How NGS index design works
NGS indexes (barcodes) are short synthetic DNA sequences ligated to each sample library before pooling. During sequencing, a separate "index read" decodes each fragment’s sample origin.
Key design principles:
1. Sufficient Hamming distance: Each pair of indexes in a pool should differ by ≥ 3 positions, allowing error correction during demultiplexing.
2. Color balance: Every cycle of the index read should have adequate representation of all four bases (or at minimum, signal in both fluorescent channels) for the sequencer to calibrate correctly.
3. No homopolymer runs: Long runs of the same base reduce sequencing quality.
4. Balanced GC content: Extreme GC bias in indexes can cause secondary structures or biased amplification.
Understanding color balance by chemistry type
4-channel SBS (MiSeq, HiSeq):
Each of the four bases emits a distinct fluorescent color. The sequencer needs all four signals for accurate base calling. If only one or two bases are present at a cycle, phasing/pre-phasing estimation fails.

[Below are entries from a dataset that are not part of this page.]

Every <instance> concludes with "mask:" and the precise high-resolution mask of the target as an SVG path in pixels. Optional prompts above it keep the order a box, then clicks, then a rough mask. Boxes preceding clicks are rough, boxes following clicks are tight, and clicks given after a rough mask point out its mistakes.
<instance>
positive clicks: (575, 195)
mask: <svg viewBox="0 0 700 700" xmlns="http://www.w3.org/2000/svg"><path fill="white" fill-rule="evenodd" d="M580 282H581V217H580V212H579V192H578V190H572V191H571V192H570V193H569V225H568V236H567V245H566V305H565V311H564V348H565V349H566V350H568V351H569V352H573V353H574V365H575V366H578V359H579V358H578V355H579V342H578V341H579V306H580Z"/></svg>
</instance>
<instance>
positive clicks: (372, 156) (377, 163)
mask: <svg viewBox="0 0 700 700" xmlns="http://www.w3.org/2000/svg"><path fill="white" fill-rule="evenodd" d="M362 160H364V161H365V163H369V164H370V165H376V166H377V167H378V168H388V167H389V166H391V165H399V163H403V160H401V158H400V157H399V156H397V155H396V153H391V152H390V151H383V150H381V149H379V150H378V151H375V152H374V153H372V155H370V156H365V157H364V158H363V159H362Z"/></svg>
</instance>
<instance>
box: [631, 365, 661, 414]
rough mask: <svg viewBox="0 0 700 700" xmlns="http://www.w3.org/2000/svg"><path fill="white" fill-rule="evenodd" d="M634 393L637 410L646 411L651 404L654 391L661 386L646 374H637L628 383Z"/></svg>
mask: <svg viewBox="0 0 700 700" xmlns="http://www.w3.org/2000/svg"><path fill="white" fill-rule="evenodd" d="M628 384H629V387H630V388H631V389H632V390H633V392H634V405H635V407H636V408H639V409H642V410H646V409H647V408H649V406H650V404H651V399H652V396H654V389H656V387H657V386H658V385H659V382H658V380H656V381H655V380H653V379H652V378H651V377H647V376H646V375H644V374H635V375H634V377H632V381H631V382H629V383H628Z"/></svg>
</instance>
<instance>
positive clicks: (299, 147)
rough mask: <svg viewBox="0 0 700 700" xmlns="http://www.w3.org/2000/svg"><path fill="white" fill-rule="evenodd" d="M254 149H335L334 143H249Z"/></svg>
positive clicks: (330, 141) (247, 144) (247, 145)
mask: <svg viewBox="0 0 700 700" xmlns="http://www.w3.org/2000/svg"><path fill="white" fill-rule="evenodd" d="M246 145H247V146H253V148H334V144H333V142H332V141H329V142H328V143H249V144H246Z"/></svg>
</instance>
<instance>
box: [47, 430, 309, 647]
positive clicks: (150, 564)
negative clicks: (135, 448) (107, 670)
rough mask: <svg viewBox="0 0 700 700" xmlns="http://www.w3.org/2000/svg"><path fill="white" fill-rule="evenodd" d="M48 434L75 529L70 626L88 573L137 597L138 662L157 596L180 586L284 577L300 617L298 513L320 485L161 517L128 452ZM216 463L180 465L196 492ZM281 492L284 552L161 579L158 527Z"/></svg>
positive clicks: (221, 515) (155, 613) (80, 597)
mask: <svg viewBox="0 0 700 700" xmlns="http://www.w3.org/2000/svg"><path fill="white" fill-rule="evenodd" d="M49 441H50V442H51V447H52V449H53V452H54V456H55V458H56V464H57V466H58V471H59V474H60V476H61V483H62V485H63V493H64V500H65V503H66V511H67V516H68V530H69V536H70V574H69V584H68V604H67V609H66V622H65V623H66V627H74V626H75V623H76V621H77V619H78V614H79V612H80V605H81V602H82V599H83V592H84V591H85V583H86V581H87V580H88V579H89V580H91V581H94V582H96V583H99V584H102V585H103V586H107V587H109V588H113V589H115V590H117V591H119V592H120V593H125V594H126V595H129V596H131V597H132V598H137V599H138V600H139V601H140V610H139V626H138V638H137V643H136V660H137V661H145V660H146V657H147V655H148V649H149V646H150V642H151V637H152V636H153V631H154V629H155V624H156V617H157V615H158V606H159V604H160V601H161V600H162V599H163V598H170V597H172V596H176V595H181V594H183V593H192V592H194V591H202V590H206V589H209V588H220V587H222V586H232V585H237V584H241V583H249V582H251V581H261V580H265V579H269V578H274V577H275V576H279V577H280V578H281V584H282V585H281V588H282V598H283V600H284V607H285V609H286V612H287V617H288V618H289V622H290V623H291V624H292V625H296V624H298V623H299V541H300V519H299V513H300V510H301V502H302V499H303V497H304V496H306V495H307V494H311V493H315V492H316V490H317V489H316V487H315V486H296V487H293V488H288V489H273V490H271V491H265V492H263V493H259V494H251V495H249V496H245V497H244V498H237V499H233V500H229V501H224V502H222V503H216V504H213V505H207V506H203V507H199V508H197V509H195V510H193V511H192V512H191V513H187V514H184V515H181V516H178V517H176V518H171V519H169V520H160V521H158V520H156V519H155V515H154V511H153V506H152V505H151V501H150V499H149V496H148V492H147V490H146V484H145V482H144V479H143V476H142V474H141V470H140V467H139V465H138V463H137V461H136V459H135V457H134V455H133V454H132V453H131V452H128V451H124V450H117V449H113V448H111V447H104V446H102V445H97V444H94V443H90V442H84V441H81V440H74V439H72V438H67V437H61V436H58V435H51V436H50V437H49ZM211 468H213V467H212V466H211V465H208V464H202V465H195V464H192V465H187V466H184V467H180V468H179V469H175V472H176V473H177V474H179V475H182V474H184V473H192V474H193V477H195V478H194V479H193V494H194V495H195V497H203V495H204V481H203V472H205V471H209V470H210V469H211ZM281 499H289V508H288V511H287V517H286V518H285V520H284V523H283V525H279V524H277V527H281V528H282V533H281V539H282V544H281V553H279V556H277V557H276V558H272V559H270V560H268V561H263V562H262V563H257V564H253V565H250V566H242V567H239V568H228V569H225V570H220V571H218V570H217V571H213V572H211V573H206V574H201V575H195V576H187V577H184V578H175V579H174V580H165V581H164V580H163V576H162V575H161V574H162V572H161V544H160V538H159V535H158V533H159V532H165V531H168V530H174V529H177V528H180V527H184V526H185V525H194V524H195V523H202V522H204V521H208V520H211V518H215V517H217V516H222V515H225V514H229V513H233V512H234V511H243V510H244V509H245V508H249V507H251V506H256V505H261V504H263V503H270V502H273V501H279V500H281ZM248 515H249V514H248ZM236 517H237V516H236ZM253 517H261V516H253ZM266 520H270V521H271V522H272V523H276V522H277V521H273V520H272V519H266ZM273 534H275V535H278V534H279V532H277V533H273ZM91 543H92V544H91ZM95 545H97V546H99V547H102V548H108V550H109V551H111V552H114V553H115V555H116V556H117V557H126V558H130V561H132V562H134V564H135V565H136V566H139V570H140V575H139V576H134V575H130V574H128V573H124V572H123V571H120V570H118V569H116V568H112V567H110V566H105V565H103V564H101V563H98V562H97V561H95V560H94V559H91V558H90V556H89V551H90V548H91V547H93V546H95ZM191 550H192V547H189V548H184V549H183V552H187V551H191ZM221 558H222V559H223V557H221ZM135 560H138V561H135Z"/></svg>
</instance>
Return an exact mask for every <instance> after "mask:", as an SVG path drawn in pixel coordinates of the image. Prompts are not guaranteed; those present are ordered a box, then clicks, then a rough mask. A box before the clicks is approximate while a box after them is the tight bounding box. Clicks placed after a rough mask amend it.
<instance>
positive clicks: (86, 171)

2-channel SBS (NextSeq, NovaSeq X):
Two dye channels (green and red). A = both channels, C = red only, T = green only, G = dark (no signal). The sequencer needs signal in both channels: at least one A or T (for green) and at least one A or C (for red). A pool of only G and T would leave the red channel empty.
1-channel (iSeq 100):
Two sequential images. Image 1: A+T lit. Image 2: A+C lit. G = dark in both. Similar balance requirements as 2-channel but with imaging-based detection.
Demultiplexing and error correction
After sequencing, bcl2fastq or DRAGEN demultiplexes reads by matching index reads to the expected index sequences.
- 0 mismatches: Strictest setting. Only exact matches are assigned. Highest confidence but loses reads with sequencing errors in the index.
- 1 mismatch (default): Allows one base difference. Requires Hamming distance ≥ 3 between all index pairs to ensure unambiguous assignment.
- 2 mismatches: Allows two differences. Requires Hamming distance ≥ 5. Rarely used.
Reads that cannot be unambiguously assigned are placed in the "Undetermined" bin. High undetermined rates (> 5–10%) suggest index problems.